悪をなすのも自分であり、自らを汚すのも自分である。悪を避けるのも自分であり、自らを清めるのも自分である。清らかであるか汚れているかは自分次第であり、誰かが他人を清めることはできない。

詳細解説

仏陀はジェータ林(祇園精舎)で、在家信者チュッラ・カーラに関連してこの教えを説かれました。ある時、泥棒が彼の足元に盗品を投げ捨てました。追手は彼を泥棒と勘違いし、殴りかかろうとしました。幸いにも、通りかかった遊女たちが彼が無実であることを証言し、彼は救われました。これを聞いた仏陀は、彼が救われたのは証人の力だけでなく、根本的には彼自身の無実のゆえであると説明されました。衆生は自らの悪業によって苦しみの世界に落ちますが、善行によって自らを救い、天界や涅槃に至るのです。

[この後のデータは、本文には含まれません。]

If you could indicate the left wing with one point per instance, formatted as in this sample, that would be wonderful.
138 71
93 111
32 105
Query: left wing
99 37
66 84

すべての苦しみと喜びは心が作り出すものです。誤った行動は妄想の心から生じ、善い行動は清らかな心から生じます。仏陀は自己責任を強調されました。誰も他人を清めることも、縛ることもできません。悪意を抑えなければ、悪い結果を招きます。真の修行とは、常に自分を見つめ直し、悪念を捨てることです。「諸悪莫作、衆善奉行、自浄其意、是諸仏教(悪をなさず、善を行い、自らの心を清める、これが諸仏の教えである)」という迦葉仏の教えの通り、地獄も涅槃も結局は私たち自身の心の中にあるのです。